One particularly rich though nearly forgotten commemoration which falls in this time is The Feast of the Holy Name of Jesus on the 3 January.

This celebrates many densely interwoven Biblically sourced threads about the power of “naming”, of the identification of Mary’s son as the Word (or Name) of God and of the genuine love and dramatic awe of saints and holy ones uttering God’s name. It is a warning against the emptying and trashing of the Divine Names. (Notice as God is forgotten, so the OMG slogan grows!).

The “naming” of any new born baby is not the choice of a “brand name”, but rightly is a quasi-sacramental event, laced with memory, meaning and aspiration. For Christians it marks the sacrament itself, immersing of our lives and bodies in that of Jesus himself: announcing not merely a “first” but a Christian name.

The “Holy Name” was given particular emphasis in the medieval and 14th centuries. This “sign” of Christ was central to the devotions of the Franciscan and Dominican Orders and later became central to the insignia of the Jesuits and thus “IHS” appears surrounded by beams of sunlight in Pope Francis’ coat of arms.
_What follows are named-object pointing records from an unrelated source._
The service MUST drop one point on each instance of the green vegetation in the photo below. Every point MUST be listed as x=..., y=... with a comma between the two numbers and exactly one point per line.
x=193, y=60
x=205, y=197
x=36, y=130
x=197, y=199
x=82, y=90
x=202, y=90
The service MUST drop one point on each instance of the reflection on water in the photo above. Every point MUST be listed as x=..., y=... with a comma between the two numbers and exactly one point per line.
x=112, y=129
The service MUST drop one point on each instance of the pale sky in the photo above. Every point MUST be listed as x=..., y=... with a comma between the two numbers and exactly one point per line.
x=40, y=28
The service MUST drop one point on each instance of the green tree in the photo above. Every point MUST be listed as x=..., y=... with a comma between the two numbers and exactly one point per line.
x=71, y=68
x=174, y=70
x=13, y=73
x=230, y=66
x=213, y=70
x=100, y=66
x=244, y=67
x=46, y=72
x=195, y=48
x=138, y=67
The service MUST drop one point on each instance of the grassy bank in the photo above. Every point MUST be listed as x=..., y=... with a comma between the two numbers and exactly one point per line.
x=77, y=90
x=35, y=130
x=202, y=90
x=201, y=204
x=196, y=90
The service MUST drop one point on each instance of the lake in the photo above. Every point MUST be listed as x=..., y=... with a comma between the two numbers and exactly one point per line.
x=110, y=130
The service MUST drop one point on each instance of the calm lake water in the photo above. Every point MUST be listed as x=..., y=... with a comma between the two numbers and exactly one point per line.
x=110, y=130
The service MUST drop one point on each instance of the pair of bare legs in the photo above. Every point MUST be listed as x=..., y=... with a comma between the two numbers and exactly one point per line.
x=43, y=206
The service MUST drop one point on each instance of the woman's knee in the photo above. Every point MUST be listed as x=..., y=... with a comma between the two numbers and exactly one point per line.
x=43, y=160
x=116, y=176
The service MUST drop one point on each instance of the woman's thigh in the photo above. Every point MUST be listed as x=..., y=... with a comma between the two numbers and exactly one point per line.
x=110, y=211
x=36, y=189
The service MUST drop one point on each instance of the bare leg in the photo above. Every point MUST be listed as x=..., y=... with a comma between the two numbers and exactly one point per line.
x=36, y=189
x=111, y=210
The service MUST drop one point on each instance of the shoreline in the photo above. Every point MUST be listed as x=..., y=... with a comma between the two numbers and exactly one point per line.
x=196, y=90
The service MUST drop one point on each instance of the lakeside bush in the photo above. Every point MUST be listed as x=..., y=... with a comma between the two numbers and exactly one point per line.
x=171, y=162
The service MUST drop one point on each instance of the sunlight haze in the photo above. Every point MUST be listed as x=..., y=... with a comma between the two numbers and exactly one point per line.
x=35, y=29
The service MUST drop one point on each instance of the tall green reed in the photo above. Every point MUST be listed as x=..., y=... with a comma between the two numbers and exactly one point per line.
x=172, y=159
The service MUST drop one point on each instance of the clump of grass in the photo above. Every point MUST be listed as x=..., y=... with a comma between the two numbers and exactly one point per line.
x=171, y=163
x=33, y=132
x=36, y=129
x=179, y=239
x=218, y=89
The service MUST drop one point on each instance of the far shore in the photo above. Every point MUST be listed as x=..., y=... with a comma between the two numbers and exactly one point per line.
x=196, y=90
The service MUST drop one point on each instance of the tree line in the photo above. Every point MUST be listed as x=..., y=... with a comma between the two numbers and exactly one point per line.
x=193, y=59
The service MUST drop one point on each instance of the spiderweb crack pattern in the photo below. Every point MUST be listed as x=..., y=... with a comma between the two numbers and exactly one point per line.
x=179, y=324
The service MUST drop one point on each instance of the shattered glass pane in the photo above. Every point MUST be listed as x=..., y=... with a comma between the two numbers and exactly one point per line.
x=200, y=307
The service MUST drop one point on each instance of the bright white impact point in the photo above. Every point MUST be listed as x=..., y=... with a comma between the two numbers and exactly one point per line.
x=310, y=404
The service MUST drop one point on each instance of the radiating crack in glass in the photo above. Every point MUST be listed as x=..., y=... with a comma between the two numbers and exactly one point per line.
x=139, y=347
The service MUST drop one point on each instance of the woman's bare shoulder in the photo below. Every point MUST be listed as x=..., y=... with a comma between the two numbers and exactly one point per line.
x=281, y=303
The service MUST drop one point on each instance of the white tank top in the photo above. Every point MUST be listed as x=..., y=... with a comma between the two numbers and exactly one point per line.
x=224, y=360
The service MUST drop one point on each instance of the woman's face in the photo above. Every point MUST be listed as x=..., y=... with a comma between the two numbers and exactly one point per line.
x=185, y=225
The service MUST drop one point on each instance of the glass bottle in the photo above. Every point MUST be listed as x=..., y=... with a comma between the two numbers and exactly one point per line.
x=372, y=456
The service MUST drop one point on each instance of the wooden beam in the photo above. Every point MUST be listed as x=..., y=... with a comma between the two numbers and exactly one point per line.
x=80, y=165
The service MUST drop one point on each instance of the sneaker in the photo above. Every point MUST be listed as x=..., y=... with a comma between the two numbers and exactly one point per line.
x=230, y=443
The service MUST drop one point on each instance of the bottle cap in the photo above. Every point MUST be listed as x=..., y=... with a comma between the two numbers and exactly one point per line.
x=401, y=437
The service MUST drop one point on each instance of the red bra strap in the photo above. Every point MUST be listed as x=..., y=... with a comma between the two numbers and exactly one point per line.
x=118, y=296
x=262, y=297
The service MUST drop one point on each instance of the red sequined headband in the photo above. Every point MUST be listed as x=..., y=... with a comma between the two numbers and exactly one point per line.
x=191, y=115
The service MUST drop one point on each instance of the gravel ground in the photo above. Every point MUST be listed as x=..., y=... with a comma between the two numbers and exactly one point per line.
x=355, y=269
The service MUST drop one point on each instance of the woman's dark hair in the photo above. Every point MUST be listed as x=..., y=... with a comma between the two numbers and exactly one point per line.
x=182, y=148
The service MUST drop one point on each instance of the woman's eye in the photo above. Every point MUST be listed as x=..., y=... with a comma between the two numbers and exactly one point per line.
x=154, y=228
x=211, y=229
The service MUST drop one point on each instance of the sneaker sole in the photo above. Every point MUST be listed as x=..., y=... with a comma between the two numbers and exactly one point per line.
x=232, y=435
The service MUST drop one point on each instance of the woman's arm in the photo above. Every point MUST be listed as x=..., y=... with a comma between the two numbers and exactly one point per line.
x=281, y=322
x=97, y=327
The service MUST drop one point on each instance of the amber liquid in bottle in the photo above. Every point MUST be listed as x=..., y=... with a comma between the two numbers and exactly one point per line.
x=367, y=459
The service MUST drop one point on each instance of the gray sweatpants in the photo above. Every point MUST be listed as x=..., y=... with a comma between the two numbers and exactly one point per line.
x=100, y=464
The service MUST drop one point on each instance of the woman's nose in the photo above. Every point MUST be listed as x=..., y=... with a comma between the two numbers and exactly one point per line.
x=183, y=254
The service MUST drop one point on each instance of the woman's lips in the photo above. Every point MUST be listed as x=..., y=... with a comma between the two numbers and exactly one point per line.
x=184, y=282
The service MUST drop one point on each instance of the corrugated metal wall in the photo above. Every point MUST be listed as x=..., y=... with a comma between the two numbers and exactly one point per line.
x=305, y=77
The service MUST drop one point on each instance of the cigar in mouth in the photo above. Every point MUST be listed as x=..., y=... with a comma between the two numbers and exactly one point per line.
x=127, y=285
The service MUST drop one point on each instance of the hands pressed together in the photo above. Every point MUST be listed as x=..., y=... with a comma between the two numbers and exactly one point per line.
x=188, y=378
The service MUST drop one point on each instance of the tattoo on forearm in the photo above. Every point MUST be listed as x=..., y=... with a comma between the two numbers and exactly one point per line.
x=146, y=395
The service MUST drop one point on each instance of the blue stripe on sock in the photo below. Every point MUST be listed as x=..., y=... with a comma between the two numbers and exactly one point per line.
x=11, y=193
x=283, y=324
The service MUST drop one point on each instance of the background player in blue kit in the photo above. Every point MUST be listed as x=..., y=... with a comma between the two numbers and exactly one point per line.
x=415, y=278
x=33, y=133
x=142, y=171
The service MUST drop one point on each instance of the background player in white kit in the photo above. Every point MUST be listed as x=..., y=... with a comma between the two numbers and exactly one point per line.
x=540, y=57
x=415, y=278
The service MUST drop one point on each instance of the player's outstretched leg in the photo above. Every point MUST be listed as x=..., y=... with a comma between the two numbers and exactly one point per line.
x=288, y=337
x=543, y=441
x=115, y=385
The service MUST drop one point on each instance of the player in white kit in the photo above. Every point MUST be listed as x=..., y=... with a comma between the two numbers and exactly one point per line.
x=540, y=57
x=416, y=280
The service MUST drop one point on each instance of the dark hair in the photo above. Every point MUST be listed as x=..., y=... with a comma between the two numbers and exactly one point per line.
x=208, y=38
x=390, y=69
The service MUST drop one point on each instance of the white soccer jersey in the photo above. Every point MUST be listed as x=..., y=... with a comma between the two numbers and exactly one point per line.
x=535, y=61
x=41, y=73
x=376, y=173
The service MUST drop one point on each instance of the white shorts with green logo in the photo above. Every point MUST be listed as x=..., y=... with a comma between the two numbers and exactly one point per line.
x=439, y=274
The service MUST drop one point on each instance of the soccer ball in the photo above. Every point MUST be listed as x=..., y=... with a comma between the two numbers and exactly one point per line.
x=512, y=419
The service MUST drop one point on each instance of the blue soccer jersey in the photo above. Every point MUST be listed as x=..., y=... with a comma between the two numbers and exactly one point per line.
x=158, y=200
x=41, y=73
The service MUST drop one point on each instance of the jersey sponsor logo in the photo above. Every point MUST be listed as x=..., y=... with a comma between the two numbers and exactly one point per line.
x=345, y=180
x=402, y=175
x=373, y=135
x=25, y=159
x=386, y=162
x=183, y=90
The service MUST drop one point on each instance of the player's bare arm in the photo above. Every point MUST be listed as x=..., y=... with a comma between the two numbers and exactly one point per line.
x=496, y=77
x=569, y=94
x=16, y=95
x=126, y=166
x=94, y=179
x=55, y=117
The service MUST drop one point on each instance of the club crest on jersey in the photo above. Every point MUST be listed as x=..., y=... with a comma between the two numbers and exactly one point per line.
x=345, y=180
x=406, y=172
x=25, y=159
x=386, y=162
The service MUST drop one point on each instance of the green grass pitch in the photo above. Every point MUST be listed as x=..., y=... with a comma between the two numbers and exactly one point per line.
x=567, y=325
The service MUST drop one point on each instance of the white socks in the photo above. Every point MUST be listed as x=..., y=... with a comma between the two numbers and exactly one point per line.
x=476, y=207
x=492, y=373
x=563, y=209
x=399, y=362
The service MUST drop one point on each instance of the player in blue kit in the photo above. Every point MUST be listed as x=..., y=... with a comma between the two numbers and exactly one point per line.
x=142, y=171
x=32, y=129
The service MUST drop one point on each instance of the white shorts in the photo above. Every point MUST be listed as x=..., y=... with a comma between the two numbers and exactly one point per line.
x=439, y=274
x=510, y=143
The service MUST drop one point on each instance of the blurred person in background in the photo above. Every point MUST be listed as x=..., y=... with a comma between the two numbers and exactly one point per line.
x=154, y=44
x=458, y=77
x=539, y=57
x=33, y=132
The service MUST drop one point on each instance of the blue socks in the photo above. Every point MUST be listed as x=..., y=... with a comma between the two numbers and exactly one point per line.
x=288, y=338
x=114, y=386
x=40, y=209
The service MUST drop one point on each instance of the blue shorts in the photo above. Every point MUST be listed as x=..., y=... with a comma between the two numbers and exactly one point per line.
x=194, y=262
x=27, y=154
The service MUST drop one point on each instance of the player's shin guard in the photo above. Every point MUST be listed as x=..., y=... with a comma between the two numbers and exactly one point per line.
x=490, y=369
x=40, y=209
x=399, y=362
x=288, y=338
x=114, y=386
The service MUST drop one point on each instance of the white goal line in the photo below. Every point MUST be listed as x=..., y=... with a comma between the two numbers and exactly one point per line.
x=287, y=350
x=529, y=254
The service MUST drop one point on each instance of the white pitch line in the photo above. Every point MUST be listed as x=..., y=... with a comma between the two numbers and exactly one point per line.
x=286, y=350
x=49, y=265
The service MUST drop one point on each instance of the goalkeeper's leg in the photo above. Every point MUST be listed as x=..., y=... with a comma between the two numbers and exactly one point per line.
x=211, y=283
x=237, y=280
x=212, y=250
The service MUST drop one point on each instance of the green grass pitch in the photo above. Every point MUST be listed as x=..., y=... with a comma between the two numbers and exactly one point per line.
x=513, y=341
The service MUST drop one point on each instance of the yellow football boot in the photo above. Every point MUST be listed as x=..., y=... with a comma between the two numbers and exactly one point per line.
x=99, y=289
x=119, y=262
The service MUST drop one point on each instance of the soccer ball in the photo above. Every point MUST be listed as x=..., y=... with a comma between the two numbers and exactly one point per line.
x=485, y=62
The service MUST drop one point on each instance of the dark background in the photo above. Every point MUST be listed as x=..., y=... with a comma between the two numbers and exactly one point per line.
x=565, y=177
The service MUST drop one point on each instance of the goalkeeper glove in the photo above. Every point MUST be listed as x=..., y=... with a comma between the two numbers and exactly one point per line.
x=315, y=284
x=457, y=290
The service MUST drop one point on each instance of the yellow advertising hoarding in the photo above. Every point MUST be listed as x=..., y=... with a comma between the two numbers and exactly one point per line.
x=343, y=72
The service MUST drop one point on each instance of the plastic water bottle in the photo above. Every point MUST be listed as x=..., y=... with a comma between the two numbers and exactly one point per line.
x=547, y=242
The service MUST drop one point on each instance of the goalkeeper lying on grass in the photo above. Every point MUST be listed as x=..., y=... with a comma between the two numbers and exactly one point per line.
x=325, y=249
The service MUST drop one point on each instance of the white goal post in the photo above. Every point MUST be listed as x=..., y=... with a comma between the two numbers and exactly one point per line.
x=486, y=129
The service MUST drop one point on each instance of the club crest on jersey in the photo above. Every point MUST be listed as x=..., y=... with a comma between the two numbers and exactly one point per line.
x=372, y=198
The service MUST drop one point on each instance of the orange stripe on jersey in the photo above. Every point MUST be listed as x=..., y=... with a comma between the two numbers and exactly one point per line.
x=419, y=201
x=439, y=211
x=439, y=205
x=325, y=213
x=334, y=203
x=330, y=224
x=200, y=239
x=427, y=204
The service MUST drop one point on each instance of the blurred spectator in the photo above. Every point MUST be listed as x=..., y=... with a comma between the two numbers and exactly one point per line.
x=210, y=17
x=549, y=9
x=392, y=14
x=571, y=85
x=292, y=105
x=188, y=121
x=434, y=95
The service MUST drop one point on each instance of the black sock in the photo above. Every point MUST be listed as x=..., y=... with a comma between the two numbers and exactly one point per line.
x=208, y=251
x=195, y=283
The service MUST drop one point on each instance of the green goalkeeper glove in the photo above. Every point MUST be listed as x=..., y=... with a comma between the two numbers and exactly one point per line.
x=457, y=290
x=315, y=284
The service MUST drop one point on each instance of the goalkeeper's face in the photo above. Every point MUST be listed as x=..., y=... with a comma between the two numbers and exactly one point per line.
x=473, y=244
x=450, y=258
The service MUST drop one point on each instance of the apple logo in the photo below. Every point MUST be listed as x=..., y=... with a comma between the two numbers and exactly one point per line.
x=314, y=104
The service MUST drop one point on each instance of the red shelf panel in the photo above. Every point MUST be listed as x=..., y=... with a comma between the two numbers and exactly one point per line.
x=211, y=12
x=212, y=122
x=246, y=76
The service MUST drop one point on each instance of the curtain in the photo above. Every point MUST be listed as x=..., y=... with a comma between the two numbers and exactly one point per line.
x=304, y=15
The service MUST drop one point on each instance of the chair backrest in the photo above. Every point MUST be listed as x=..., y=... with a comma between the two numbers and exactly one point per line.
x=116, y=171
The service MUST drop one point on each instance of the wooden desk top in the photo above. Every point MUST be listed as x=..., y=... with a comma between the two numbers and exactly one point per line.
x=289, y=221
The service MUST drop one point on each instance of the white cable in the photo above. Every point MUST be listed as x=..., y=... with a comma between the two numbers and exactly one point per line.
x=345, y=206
The earliest disciples of Jesus Christ took seriously his exhortation to “ask anything in my name” (John 16:23-24).

The apostles proclaimed the name of the Saviour to heal the sick and to cast out evil spirits. St Paul writes in his Letter to the Philippians, “… at Jesus name every knee must bend in the heavens, on the earth and under the earth, and every tongue proclaim to the glory of God the Father” (2:10-11).

Pope Saint John Paul II reinstated the 3 January Feast, and reminded us that the “name” of Jesus was not an arbitrary or fashionable one, but was revealed to Mary by the Angel of God at the Annunciation. It was a title she whispered, called and cried to herself, to him and after him: from the cradle to the Cross and beyond.

He exhorts us to call on her to lovingly mother and re-teach our lips and heart the name and the reality “from which comes our salvation”.